Quelques minutes plus tard Sarah appela Paul, pour s’excuser de son absence aux obsèques d’Ingrid. Elle joua très bien l’émotion. Être la dernière à avoir vu Ingrid en vie l’avait bouleversée. Elle lui demanda comment avançait l’enquête, si elle pouvait faire quelque chose pour lui. Se sentant en confiance, il lui demanda si elle pouvait retrouver une jeune fille, croisée quinze ans plus tôt, dans un mariage à Ostende, en Belgique. Son nom était Camille Muffin. Après tous ces mois de labeur, à les espionner, les apprivoiser, garder tous les objets que Paul avait touchés pour, le moment venu, laisser des indices compromettants, elle sentait qu’elle touchait au but.

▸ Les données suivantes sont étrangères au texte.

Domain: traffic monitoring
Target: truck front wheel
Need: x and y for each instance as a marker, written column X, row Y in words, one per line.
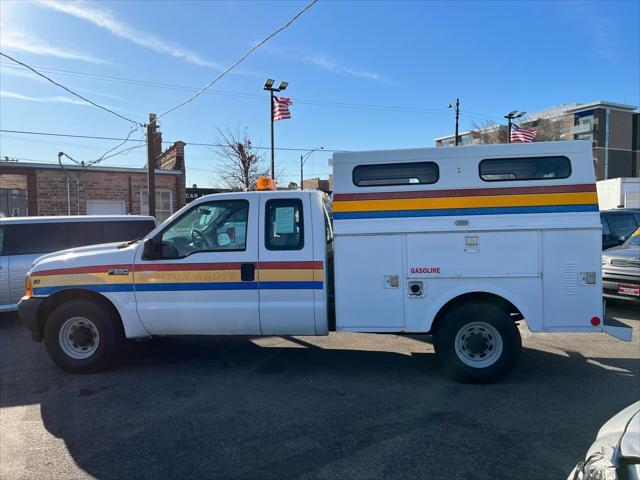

Deux semaines après la mort d’Ingrid, le commissaire Le Goff appela Paul, pour lui demander de passer au 36, quai des Orfèvres, signer sa déposition et faire le point sur l’enquête. A peine passé la porte du bureau du commissaire, Paul sentit que du statut de victime, il venait de passer à celui de coupable. Le Goff lui expliqua qu’ils avaient trouvé ses empreintes sur l’arme du crime. Il protesta de toutes ses forces, hurlant que c’était impossible, qu’il adorait sa femme, qu’il n’avait aucun mobile pour un tel acte. A cela, le commissaire Le Goff reprit les nombreuses dépositions recueillies, parlant toutes, de sa relation de longue date avec son assistante et surtout de ces rapports déplacés, avec les jeunes artistes féminines qu’il produisait. Sa personnalité extrêmement perverse, lui valait beaucoup d’inimitiés. Les gens le sentant fragilisé, n’avaient pas hésité à le clouer au pilori. Le commissaire Le Goff avait l’embarras du choix pour le mobile : une querelle qui tourne mal, l’envie de refaire sa vie sans partager son patrimoine, ou peut-être même sa femme voulant le quitter… Le Goff signifia à Paul sa garde à vue. Il lui demanda les numéros de téléphone des deux appels auxquels il avait le droit : l’un à son avocat, l’autre a un membre de sa famille. C’est en cherchant nerveusement dans son portable le numéro de son avocat, que Paul reçut une notification d’un e-mail entrant, venant de Sarah. Il s’empressa d’y jeter un œil. Elle avait le résultat de sa recherche, malheureusement cette jeune fille s’était suicidée un an après leur rencontre. Elle avait joint l’acte de décès.

Ce que Paul ne sut jamais, c’est que Sarah était la demi-sœur de Camille. Elles s’adoraient. C’est à elle, et à elle seule, qu’elle avait confié l’histoire du viol et de l’enveloppe. La vocation d’avocate de Sarah, venait de cette histoire tragique. N’ayant pu sauver sa sœur du suicide, elle s’était fait la promesse de la venger. Cela lui avait pris quinze ans de sa vie, mais c’était chose faite.